質問を恐れる権力は危機に直面するものだ。

米連邦準備銀行(FRB)の秘密主義は特別だった。1994年以前までは金利決定後にもいかなる発表がなかった。そうするうちにベン・バーナンキ議長がFRBを設立して97年で初めて2011年記者会見を行った。バーナンキ氏は「未曽有の世界金融危機を迎えて市場の疎通なしにはどの政策も効果を得ることが難しいという判断だった」と回顧した。事務室を閉めた後、予想質問を選んで会見を準備したバーナンキ氏の疎通努力は危機克服の礎石になったという評価だ。

韓国の官僚の中でも「疎通の達人」が少なくない。イ・ホンジェ、チン・ニョム元経済首相が代表的だ。歴代最高の官僚を挙げてほしいという質問に常に1、2位を競う二人の共通点は記者室を自分の家のように出入りしていたということだ。若い記者らが吐き出すトゲのある質問も意に介さなかった。「副首相がバランスを取れず経済状況が厳しいという批判がある」という攻撃的質問に李副首相はしばらく項垂れて下を向いた後「私の中心には何の異常がありません」と受け渡したりもした。度合いを行き来する絶妙なこの回答が経済チームに対する信頼につながったのはもちろんだ。

民主政治の要は疎通であり、疎通は質問して答えることだ。西洋哲学の出発点と言われるソクラテスは「問わない人生は価値がない」と言った。

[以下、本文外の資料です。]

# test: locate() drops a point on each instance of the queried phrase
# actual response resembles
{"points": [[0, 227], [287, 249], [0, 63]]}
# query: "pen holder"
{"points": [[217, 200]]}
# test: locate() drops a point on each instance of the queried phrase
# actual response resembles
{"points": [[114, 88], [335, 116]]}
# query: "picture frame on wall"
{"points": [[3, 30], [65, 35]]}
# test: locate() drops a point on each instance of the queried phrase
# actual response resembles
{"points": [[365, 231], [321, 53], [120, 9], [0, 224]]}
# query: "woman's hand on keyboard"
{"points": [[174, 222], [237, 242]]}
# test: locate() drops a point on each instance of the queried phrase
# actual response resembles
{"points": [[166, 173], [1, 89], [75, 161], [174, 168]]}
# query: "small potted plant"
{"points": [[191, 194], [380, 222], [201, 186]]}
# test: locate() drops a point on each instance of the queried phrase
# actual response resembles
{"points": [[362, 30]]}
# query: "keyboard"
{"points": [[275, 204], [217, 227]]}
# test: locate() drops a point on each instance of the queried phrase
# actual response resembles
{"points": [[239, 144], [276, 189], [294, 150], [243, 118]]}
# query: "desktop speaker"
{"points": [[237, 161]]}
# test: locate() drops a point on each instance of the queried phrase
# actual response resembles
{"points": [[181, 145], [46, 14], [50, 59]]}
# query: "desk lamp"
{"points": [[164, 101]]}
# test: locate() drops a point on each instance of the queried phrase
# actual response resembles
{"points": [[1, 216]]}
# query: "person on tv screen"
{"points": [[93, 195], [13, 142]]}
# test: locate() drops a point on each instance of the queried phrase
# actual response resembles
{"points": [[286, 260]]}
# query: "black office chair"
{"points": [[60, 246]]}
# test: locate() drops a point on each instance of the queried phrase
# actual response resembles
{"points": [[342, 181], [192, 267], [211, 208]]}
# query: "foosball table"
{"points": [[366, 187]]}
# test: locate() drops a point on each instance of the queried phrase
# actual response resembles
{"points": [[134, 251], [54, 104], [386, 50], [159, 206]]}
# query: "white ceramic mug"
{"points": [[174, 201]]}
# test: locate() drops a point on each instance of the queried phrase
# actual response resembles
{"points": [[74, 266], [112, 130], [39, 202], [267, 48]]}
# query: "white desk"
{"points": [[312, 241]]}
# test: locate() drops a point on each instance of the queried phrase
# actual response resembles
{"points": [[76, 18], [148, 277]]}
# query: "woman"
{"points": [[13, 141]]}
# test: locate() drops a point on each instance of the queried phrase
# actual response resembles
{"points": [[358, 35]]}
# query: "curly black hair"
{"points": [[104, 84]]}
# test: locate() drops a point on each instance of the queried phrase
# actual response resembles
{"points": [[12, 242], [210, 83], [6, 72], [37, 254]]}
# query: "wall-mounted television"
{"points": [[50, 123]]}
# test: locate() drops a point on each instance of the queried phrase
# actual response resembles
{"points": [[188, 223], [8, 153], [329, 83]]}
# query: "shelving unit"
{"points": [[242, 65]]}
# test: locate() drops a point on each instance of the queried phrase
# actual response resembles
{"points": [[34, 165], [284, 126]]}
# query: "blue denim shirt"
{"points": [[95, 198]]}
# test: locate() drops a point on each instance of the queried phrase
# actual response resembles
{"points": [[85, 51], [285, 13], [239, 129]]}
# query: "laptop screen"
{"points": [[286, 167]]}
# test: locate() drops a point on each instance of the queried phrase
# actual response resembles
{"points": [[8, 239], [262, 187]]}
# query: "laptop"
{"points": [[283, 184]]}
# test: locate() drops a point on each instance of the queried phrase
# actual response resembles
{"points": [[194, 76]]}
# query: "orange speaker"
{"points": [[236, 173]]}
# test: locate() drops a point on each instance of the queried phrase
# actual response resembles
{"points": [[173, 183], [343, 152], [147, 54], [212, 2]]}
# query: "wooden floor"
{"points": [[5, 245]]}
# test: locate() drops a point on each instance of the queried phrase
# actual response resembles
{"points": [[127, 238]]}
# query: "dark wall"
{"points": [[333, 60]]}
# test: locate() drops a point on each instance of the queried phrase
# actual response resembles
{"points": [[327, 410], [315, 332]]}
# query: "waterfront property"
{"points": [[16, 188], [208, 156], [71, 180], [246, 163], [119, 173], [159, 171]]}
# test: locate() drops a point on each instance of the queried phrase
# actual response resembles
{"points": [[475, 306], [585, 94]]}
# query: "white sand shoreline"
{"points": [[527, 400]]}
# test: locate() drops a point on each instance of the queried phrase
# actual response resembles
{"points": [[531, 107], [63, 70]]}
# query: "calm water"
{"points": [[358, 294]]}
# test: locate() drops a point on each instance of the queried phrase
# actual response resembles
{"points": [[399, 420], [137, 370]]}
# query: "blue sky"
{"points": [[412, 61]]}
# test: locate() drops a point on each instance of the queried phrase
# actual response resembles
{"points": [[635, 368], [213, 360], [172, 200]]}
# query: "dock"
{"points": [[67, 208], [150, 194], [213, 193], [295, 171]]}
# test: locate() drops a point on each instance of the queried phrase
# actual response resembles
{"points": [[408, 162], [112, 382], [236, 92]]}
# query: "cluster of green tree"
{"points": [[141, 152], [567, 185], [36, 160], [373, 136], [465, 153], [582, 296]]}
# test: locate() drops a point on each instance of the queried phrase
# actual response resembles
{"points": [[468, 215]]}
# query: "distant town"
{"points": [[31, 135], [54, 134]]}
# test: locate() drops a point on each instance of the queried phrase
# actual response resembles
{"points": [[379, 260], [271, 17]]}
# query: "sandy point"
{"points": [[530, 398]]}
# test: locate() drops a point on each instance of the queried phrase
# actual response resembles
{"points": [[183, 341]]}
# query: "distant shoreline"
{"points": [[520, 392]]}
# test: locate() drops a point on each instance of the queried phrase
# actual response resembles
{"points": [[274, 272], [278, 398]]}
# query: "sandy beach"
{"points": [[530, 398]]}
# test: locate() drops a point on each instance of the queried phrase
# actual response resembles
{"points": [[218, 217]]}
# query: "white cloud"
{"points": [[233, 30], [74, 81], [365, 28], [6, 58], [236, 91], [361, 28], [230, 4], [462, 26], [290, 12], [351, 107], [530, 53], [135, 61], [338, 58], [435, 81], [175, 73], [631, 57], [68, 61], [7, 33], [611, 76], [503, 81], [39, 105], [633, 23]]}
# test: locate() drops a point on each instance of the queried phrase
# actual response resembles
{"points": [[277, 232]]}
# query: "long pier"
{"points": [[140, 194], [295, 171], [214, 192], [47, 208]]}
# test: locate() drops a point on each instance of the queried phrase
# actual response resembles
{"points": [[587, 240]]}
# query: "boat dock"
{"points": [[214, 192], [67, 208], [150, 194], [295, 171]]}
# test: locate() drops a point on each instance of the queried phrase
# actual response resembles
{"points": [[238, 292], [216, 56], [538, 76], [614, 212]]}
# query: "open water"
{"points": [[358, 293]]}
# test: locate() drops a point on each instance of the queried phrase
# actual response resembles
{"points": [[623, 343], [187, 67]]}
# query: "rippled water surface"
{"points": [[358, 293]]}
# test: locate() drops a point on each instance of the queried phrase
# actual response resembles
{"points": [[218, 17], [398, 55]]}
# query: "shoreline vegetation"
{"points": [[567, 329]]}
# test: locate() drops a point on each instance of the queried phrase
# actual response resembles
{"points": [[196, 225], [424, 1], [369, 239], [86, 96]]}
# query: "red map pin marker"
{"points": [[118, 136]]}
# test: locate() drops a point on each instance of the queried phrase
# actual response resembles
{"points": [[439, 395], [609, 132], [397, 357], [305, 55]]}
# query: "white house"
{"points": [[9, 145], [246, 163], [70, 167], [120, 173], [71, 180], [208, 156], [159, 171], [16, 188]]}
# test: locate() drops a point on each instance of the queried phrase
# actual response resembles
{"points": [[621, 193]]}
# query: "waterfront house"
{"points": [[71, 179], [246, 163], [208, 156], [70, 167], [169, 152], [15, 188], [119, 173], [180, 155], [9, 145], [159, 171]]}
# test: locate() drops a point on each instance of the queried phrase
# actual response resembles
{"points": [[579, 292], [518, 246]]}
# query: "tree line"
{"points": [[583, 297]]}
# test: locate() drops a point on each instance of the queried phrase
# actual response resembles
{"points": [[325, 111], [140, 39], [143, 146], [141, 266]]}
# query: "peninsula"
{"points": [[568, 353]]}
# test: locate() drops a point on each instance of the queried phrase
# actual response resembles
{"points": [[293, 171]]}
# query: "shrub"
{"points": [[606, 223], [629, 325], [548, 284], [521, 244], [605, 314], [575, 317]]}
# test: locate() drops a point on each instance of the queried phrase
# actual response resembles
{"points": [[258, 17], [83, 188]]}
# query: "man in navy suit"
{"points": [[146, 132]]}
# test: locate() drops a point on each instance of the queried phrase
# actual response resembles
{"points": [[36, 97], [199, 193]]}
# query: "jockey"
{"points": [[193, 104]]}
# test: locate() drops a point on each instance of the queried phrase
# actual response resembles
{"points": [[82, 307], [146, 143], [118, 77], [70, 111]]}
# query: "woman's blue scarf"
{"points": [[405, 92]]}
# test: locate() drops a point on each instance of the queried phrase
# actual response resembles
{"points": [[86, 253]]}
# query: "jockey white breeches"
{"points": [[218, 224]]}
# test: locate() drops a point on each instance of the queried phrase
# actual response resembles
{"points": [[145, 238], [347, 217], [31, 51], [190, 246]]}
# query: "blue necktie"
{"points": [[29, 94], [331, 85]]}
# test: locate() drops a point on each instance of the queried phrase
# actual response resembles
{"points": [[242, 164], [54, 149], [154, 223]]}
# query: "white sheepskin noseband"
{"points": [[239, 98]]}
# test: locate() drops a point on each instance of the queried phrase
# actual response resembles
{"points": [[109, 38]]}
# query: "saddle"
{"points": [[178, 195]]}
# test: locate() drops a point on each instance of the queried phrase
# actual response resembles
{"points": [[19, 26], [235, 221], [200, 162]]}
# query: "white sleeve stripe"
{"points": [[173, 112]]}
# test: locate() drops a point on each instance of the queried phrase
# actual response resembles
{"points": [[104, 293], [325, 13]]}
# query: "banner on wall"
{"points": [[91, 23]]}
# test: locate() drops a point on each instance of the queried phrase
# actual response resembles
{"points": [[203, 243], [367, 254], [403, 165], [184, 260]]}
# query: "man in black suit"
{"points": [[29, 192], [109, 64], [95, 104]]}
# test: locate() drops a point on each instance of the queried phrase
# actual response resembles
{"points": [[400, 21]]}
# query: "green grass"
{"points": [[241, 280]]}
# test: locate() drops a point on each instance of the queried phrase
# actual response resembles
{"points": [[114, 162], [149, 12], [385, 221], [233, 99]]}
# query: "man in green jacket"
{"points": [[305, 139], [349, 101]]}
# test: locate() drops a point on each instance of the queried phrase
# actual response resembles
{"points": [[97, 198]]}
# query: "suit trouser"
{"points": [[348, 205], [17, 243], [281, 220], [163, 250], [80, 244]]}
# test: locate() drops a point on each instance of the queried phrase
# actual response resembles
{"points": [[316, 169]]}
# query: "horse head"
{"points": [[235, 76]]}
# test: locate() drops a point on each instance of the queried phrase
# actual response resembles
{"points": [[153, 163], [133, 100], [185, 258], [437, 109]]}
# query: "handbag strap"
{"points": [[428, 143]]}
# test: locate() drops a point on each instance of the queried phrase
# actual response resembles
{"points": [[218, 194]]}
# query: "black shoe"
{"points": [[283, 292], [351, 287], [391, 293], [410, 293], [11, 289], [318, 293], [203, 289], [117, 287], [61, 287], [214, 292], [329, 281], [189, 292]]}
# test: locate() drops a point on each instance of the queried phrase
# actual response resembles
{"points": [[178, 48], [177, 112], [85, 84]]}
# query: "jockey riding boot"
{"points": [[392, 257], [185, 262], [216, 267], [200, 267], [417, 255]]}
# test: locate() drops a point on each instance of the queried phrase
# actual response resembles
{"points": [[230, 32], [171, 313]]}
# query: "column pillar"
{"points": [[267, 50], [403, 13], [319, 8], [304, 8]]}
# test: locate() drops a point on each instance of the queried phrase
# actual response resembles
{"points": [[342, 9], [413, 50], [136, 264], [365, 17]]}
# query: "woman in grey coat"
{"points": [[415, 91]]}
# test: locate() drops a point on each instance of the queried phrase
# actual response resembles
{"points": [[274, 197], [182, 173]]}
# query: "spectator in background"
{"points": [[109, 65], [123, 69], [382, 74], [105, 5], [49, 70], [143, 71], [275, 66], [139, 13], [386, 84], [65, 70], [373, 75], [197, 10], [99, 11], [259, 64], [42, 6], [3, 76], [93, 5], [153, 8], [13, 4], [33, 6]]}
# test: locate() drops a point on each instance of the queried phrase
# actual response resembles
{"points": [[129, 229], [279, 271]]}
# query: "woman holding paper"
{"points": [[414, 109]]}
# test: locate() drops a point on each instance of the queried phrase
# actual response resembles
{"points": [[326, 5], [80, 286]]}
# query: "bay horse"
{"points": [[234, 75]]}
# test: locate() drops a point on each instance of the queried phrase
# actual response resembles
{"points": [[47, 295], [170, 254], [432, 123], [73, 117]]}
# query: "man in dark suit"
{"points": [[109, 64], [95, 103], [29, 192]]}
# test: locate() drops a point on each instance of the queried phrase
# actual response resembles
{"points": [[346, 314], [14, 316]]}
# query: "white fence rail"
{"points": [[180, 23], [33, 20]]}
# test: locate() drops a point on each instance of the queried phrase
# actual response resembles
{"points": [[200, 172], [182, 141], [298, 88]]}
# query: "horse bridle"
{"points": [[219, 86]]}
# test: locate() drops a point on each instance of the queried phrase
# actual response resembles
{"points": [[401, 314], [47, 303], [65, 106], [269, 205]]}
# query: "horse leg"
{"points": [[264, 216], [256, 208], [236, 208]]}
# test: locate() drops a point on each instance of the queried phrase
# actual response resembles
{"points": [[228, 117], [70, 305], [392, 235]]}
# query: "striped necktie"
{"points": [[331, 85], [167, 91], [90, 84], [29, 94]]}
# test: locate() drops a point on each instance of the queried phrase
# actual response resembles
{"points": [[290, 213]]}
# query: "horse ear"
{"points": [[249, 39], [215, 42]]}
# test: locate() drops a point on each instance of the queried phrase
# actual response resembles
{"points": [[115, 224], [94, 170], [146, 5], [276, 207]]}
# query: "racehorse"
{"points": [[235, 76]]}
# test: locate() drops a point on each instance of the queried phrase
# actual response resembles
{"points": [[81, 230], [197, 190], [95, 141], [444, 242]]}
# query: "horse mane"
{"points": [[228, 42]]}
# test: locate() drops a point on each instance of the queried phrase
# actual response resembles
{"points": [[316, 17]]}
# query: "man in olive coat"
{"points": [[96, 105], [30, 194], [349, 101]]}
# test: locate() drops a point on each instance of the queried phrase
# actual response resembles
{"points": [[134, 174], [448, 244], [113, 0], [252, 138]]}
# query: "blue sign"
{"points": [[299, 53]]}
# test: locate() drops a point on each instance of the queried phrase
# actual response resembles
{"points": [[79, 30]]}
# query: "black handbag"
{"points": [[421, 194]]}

双方向対話が真理の発見と高揚に欠かせないというこの命題が2500年後韓国で否定されることがしばしば目撃される。文在寅(ムン・ジェイン)大統領は昨年末、機内懇談会で国内問題に対する質問と回答を断った。

1カ月前の就任2周年出入り記者団懇談会も当日取り消しになり質問の機会が最初から封鎖された。ついに 朴相基(パク・サンギ)法務長官は「記者のいない記者会見」という寸劇を行った。質問を受けないというパク長官の意地に記者らが会見をボイコットしたわけだ。

文大統領は2年前、就任の辞で「疎通する大統領」という言葉を3度も口にした。主要懸案は直接メディアにブリーフィングして光化門(クァンファムン)広場で大討論会も開くといった。前任者の「不通」をそのように批判したのに、さらにひどい不通に陥った姿だ。

対話は民主政治体の基本であり長い間の美徳だ。アテネ民主政とローマ共和政で雄弁術と修辞学が流行したのはそのような理由のためだった。言葉がなければ存在も魂も無意味になる。ドイツ哲学者のマルティン・ハイデッガーが「言語は存在の家」だ言った通りだ。それでもますます疎通は遠ざかり「ショー通」だけが見える。青瓦台(チョンワデ、大統領府)参謀はフェイスブックで毒舌を吐き出しながらも、本来国民が心配していることは対外秘として口を閉じている。エリアス・カネッティは「秘密が多いほど権力は孤立する」と言った。質問を恐れる権力は危機に直面するものだ。